O jovem avançado argentino chegou ao Sporting no Verão de 2012 com um contrato válido por cinco anos. Na sua primeira época de "leão ao peito" participou em 25 jogos pela equipa principal - entre a I Liga, Taça de Portugal, Taça da Liga e Liga Europa - 7 como titular e 18 como suplente utilizado, acumulando 1047 minutos de jogo (11,6 jogos), e marcando 2 golos. Ainda foi titular em 3 jogos pela equipa B.

 

No final da temporada a Sporting SAD decidiu emprestá-lo ao seu clube de origem - Racing Club - por uma época. Na Argentina, entre o Torneio Apertura, Torneio Clausura e Taça Sul-Americana, participou em 32 jogos, 25 como titular e 7 como suplente utilizado, acumulando 2156 minutos de jogo (23,9 jogos), marcando 2 golos. O Racing Club detinha opção de compra, mas pela sua situação financeira nunca houve uma real expectativa que a viesse a exercer.

 

Valentin surgiu recentemente nas notícias a afirmar o seu entusiasmo pela época realizada pelo Sporting e a confirmar que já tinha recebido instruções da SAD para se apresentar na Academia no início dos trabalhos para a nova época.

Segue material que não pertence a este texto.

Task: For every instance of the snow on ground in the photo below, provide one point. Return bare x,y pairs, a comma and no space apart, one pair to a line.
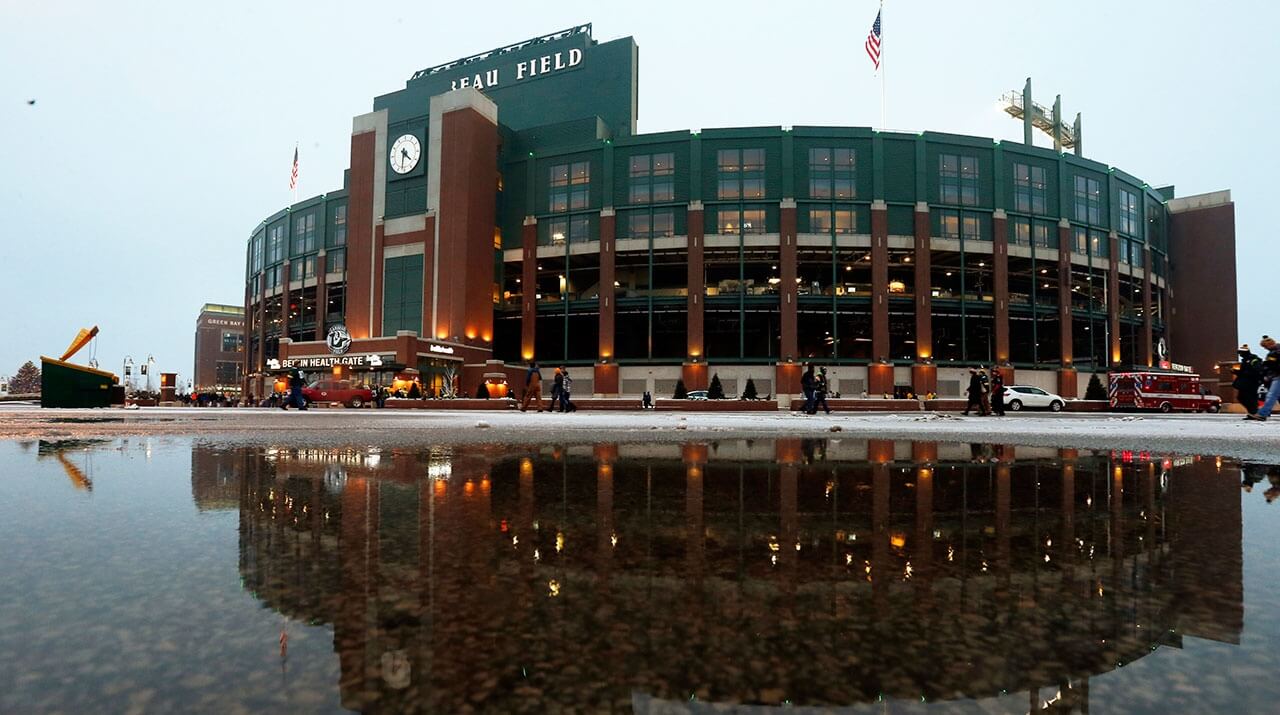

Dito isto, não é claro neste momento, pela informação disponível quais, são os planos da SAD para o jogador.

 

Critiquei o seu empréstimo na época passada por duas razões principais: a primeira das quais por não fazer sentido algum, no que ao seu desenvolvimento diz respeito, colocá-lo a jogar novamente na Argentina, quando ele necessitava, sobretudo, de mais extensa exposição ao futebol europeu. A segunda razão, porque gostaria de o ter visto a ser trabalhado por Leonardo Jardim, uma experiência que, na minha opinião, o teria beneficiado imenso e, por consequência, também o Sporting.

 

A ser sincero, analisando a época realizada pelos extremos da equipa, acho que ele poderia ter sido muito útil, e salvo exibições a um outro nível na próxima temporada, não vejo em que aspecto Heldon lhe é superior. Não se sabe ao certo o seu salário, mas nada nos pode levar a concluir que seja exorbitante, mesmo admitindo que seja mais elevado do que a média do actual plantel. Para ser valorizado, desportiva e financeiramente, terá de jogar na Europa, quer seja no Sporting ou em um outro clube. O jornal "O Jogo" surgiu recentemente a noticiar que nova cedência está no horizonte e que o destino provável será o campeonato alemão ou o francês. Como sempre, dá para questionar a fonte de informação do diário desportivo. Com 22 anos, de uma forma ou outra, ainda tem muito futebol nas pernas e é a opinião deste observador que durante a sua primeira estada em Alvalade demonstrou o suficiente para justificar uma nova aposta, agora sob a liderança de Marco Silva.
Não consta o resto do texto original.